US Interior secretary tours hotly contested Utah monument

BLANDING, Utah (AP) — U.S. Interior Secretary Ryan Zinke took an aerial tour Monday of one of America’s newest and most hotly contested monuments — one of 27 he’s been ordered to review by President Donald Trump to determine if they were properly established.

Zinke’s tour guide for the helicopter ride over the 1.3-million acre (5,300 square kilometers) swath of southern Utah with red rock plateaus, cliffs and canyons was Gov. Gary Herbert, one of several prominent Republican leaders in the state who oppose Bears Ears National Monument.

Herbert, U.S. Sen. Orrin Hatch and the rest of the all-GOP congressional delegation consider the monument creation by former President Barack Obama an unnecessary layer of federal control that will hurt local economies by closing the area to new energy development. They also say it isn’t the best way to protect the land.

“The only way to truly learn about and understand a place is with boots on the ground,” Zinke posted to Twitter after landing in Blanding for the second day of his four-day trip to see Bears Ears and the Grand Staircase-Escalante.

Zinke and Herbert were expected to hold a news conference later in the day before taking a hike to one of the ancient ruins within the Bears Ears site.

The monument review is rooted in the belief of Trump and other critics that a law signed by President Theodore Roosevelt allowing presidents to declare monuments has been improperly used to protect wide expanses of lands instead of places with particular historical or archaeological value.
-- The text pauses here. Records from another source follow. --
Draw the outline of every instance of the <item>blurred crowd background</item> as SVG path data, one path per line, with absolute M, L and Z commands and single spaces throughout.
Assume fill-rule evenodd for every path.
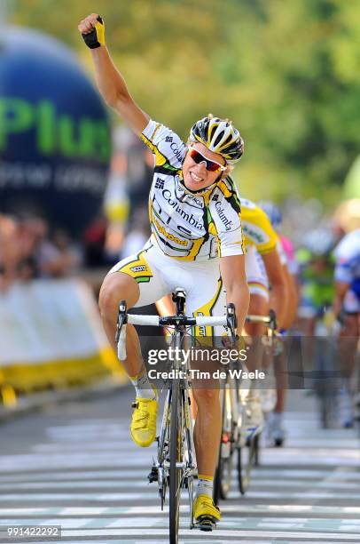
M 77 24 L 94 11 L 151 116 L 184 140 L 209 111 L 239 127 L 240 195 L 281 207 L 283 232 L 300 259 L 314 247 L 328 252 L 359 226 L 356 0 L 7 0 L 0 12 L 0 291 L 16 280 L 89 270 L 100 278 L 149 236 L 153 158 L 93 90 Z M 92 88 L 93 119 L 72 70 Z

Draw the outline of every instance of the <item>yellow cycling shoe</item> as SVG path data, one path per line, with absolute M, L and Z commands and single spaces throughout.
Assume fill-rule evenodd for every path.
M 220 508 L 207 495 L 199 495 L 194 502 L 194 517 L 200 531 L 212 531 L 221 520 Z
M 158 391 L 153 386 L 154 399 L 137 398 L 132 404 L 131 437 L 142 448 L 151 445 L 156 437 Z

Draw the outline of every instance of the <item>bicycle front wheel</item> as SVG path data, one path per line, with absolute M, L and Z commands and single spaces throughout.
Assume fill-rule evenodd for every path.
M 182 427 L 180 382 L 178 380 L 174 380 L 171 394 L 170 469 L 168 485 L 170 544 L 177 544 L 178 542 L 183 468 L 176 467 L 176 463 L 180 463 L 183 460 Z

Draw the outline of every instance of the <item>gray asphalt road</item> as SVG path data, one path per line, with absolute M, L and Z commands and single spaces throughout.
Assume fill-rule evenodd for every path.
M 61 525 L 54 542 L 168 541 L 167 512 L 146 476 L 155 448 L 129 439 L 131 389 L 54 404 L 0 424 L 0 524 Z M 251 488 L 234 486 L 213 533 L 183 542 L 360 542 L 355 430 L 319 430 L 314 400 L 293 391 L 286 446 L 264 448 Z M 0 542 L 30 541 L 5 540 Z M 45 540 L 32 540 L 43 542 Z

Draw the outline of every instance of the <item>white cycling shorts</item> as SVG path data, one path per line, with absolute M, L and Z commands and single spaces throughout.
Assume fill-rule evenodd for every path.
M 180 260 L 165 255 L 148 242 L 144 249 L 118 262 L 108 274 L 122 272 L 138 284 L 140 297 L 135 308 L 156 302 L 176 287 L 186 292 L 187 316 L 223 316 L 226 292 L 220 277 L 219 259 Z M 197 336 L 223 336 L 223 327 L 197 327 Z

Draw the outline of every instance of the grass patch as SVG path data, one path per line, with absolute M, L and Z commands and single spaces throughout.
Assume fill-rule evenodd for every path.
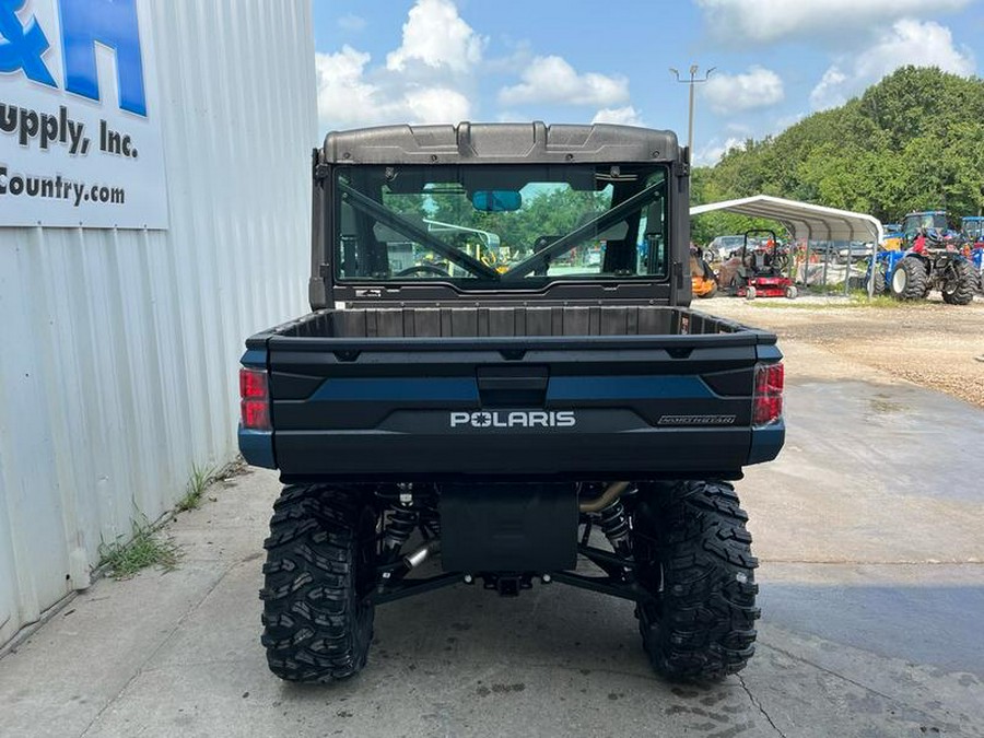
M 165 572 L 177 569 L 181 551 L 169 536 L 155 529 L 148 519 L 133 520 L 129 540 L 120 536 L 112 543 L 99 543 L 99 566 L 106 566 L 114 579 L 128 579 L 137 572 L 156 566 Z
M 201 496 L 206 489 L 215 480 L 214 467 L 199 467 L 197 464 L 191 465 L 191 479 L 185 489 L 185 496 L 178 501 L 177 512 L 184 513 L 188 509 L 197 509 L 201 505 Z

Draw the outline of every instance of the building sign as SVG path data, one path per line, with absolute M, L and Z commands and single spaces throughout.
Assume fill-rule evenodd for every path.
M 0 0 L 0 226 L 167 227 L 144 0 Z

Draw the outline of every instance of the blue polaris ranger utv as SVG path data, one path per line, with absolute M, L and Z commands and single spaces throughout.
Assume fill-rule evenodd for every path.
M 253 336 L 239 445 L 284 483 L 262 644 L 366 664 L 377 606 L 481 582 L 629 600 L 669 679 L 742 669 L 755 559 L 733 481 L 784 437 L 775 336 L 689 308 L 689 152 L 542 122 L 330 133 L 312 312 Z

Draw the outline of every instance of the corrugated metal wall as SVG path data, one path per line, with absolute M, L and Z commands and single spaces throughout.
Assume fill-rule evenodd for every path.
M 0 227 L 0 644 L 237 452 L 243 339 L 306 312 L 309 0 L 151 0 L 168 231 Z

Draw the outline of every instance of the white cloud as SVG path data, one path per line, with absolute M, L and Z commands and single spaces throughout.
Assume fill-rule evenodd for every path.
M 837 59 L 813 87 L 810 104 L 816 110 L 842 105 L 905 65 L 939 67 L 962 77 L 973 74 L 976 69 L 973 52 L 957 48 L 949 28 L 932 21 L 905 19 L 865 51 Z
M 595 72 L 578 74 L 561 57 L 537 57 L 523 71 L 523 82 L 503 87 L 499 99 L 504 105 L 561 103 L 609 107 L 629 102 L 629 80 Z
M 745 139 L 728 138 L 724 143 L 721 139 L 712 139 L 693 153 L 693 163 L 696 166 L 714 166 L 731 149 L 741 149 L 743 145 Z
M 736 46 L 792 37 L 855 35 L 901 17 L 932 17 L 972 0 L 696 0 L 711 30 Z M 907 49 L 906 49 L 907 51 Z M 898 50 L 897 50 L 898 54 Z
M 421 87 L 409 90 L 405 96 L 411 122 L 457 124 L 471 117 L 471 104 L 457 90 L 447 87 Z
M 364 17 L 355 15 L 354 13 L 345 13 L 338 19 L 338 26 L 342 31 L 362 31 L 366 26 L 366 21 Z
M 343 46 L 337 54 L 315 55 L 318 117 L 328 128 L 394 122 L 458 122 L 471 117 L 461 92 L 441 84 L 423 85 L 399 75 L 370 81 L 368 54 Z
M 338 54 L 316 54 L 318 117 L 351 124 L 374 105 L 377 87 L 363 79 L 370 55 L 343 46 Z
M 704 96 L 715 113 L 769 107 L 783 99 L 783 81 L 771 69 L 751 67 L 743 74 L 712 74 Z
M 643 126 L 642 116 L 631 105 L 625 107 L 604 107 L 595 114 L 591 122 L 610 122 L 621 126 Z
M 403 24 L 403 43 L 386 56 L 386 68 L 401 72 L 415 61 L 464 73 L 481 61 L 484 45 L 452 0 L 417 0 Z

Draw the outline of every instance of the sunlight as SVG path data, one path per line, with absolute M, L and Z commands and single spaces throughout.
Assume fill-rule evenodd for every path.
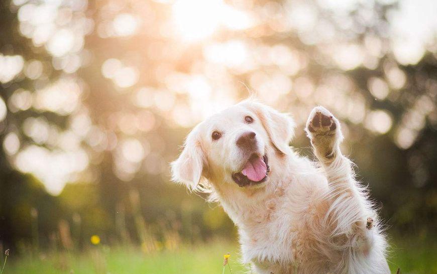
M 219 26 L 223 3 L 220 0 L 179 0 L 173 6 L 175 24 L 182 38 L 199 40 L 214 32 Z

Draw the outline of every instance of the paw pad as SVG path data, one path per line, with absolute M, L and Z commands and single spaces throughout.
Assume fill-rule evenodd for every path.
M 329 133 L 337 128 L 332 116 L 327 116 L 320 111 L 317 111 L 308 125 L 310 132 Z

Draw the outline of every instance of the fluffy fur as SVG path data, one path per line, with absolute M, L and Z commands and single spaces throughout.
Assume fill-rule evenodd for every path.
M 247 115 L 253 122 L 245 121 Z M 315 163 L 289 147 L 294 126 L 288 115 L 242 102 L 192 130 L 172 164 L 173 179 L 220 203 L 255 272 L 389 273 L 376 210 L 340 151 L 339 121 L 321 106 L 310 114 L 305 130 Z M 222 134 L 215 141 L 214 130 Z M 251 153 L 266 155 L 271 171 L 265 182 L 242 188 L 231 176 L 250 157 L 236 145 L 248 130 L 256 133 Z

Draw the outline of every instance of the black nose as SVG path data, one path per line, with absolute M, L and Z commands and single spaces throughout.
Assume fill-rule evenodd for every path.
M 253 131 L 246 131 L 237 140 L 237 145 L 240 148 L 251 148 L 257 143 L 256 133 Z

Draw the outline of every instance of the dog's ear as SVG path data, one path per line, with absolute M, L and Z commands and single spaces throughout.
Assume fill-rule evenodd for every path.
M 284 154 L 290 152 L 289 144 L 294 135 L 295 124 L 287 114 L 258 102 L 251 102 L 276 150 Z
M 205 160 L 195 128 L 187 137 L 182 153 L 171 163 L 172 180 L 182 183 L 190 190 L 202 190 L 200 185 Z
Conservation groups contend that the monument review puts in limbo protections on areas that are home to ancient cliff dwellings, towering Sequoias, deep canyons and ocean habitats where seals, whales and sea turtles roam.

In Blanding, with a population of 3,400 people, two large banners read, “#RescindBearsEars,” reflecting the popular sentiment among residents.

Those who want Zinke to leave Bears Ears alone to preserve lands considered sacred by tribes made their voices heard, too. Tara Benally, a member of Navajo Nation, was standing just outside the Blanding airport wearing a shirt commemorating the December declaration of Bears Ears National Monument.

“We want it left as is. We have history going through there,” said Benally, who lives in the nearby town of Bluff. “That was basically my mom’s playground as she was growing up.”

After his arrival Sunday in Salt Lake City, Zinke was met by about 500 protesters who chanted, “Save our monuments, stand with Bears Ears.”

He held a closed-door meeting with a coalition of tribal leaders who pushed for the monument then spoke of his admiration for Roosevelt,

Zinke, a Montana Republican, said “it is undisputed the monuments have been an effective tool to save, preserve our greatest cultural treasures.”

He insisted there is no predetermined outcome of his review, saying he may not recommend the monuments be made smaller or rescinded, and he might even recommend an addition.

Zinke has been tasked with making a recommendation on the Bears Ears monument by June 10, about 2½ months before a final report about all the monuments.

“I’m coming in this thing as a Montanan, a former congressman and now the secretary of the Interior without any predispositions of outcome,” Zinke said. “I want to make sure that the public has a voice, that the elected officials have a voice.”

The two monuments he’s reviewing in Utah are quite large. Created in 1996, Grand Staircase-Escalante is 1.9 million acres (7,700 square kilometers), about the size of Delaware. Bears Ears is a bit smaller at 1.3 million acres.

Environmental groups have vowed to file lawsuits if Trump attempts to rescind monuments — a move that would be unprecedented.

On Tuesday, Zinke plans to tour the Bears Ears area on horseback.

“I think, sometimes, the best way to see things is slow and easy with a horse,” Zinke said, referring to his commute ride through the streets of Washington, D.C., on his first day as Interior secretary.